February 14, 2009 at 9:46 PM

True, you could actually be right, in the equation episode where they kidnapped that young kid and Walter had to go back into the asylum to talk to the Asian doctor, Walter at one point sees another man who looks just like him, could this be the Walter/William clone, and that in fact there are 2 entities.

February 13, 2009 at 4:39 PM

Wow, these theories are great!!! GL, I like yours, holy smokes!

I honestly thought Walter wrote the manuscript, he knows The Observer from the past and I think The Observer is a guy who came from “out there/another world” way back in the day to warn our planet/species. Walter was the one he connected with. This is why you see him in every episode, right about the time something of The Pattern happens. But, I do not believe he is a negative agent of anything, rather I think he is a positive one.
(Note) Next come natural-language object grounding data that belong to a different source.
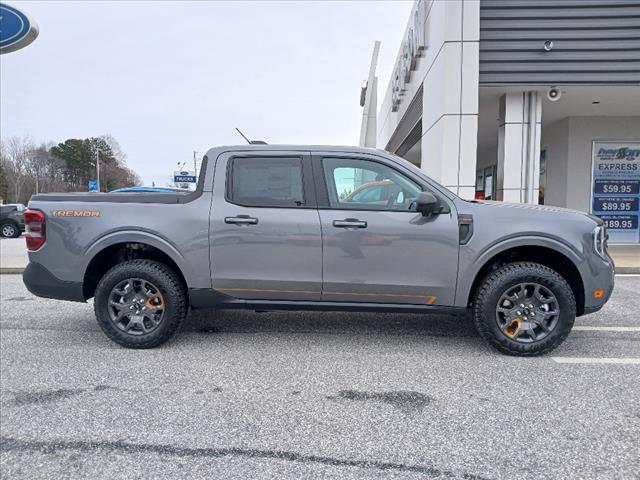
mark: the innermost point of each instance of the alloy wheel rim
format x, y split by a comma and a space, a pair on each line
527, 312
136, 306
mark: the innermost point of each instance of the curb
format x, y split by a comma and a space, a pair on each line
627, 270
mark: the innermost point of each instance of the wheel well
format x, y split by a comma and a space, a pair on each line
118, 253
542, 255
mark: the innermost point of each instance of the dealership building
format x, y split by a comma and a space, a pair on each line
533, 101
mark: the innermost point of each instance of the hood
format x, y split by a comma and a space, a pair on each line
529, 206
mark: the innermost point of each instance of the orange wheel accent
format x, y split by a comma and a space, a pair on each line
154, 302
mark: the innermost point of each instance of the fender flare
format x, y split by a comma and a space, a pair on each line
134, 236
467, 277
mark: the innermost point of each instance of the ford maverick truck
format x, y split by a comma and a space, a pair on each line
317, 228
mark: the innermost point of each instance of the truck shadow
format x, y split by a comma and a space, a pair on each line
236, 321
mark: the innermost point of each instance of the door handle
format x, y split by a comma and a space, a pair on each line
349, 223
241, 220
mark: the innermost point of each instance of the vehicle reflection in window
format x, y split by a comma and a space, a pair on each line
368, 185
Perhaps The Observer came and warned both Bell and Walter, and that is why they began to develop all of these technologies/weapons/viruses etc etc, to combat the approaching “war”. However, once they had completed a lot of their work, Bell saw an opportunity to profit from it (or perhaps turn to the dark side) and framed Walter in the lab explosion to have him locked up.

February 15, 2009 at 9:06 AM

Actually if Fringe is going with multiverse theories and all the related stuff that goes on, maybe William Bell is Walter Bishop from another reality? Thus he would be played by John Noble, but he would not be the same character.
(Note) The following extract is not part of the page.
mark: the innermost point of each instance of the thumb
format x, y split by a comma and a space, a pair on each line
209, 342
Since it’s pretty much us-vs-them according to the manuscript, would that shift Massive Dynamic (being the company Bell founded) to the “enemy” side of things?

February 24, 2009 at 7:13 AM

In the episode “Ability” when Astrid told Walter that he “made a teleportation machine, but it kills you when you use it,” I believe Walter’s ominous response “No, it doesn’t kill you–it does something far worse” should be looked at into what may have caused this separation of Walter and William Bell if they are one in the same.

February 25, 2009 at 7:56 AM

Also what was the score in one of the earlier episodes with the three guys lying side by side in the big incubator tanks, it was a sort of pop up before the credits, like the apple with the two babies in it – this would seem to support the cloning theory which you suggest.

April 29, 2009 at 1:40 AM

Well, considering that Leonard Nimoy is apparent Bell, there goes the reality theories. However, I do believe Bishop wrote it. If you listen to his voice in the old video in Bad Dreams, you can hear the evil. The sinister scientist. Just like when Bishop is visited by a doppelganger in prison. It’s not a clone, it’s the personality that the institution drained from him. We are talking about a man who invented a machine that goes back in time, in a plan to steal a man from history to cure his son’s disease. That’s pretty intense.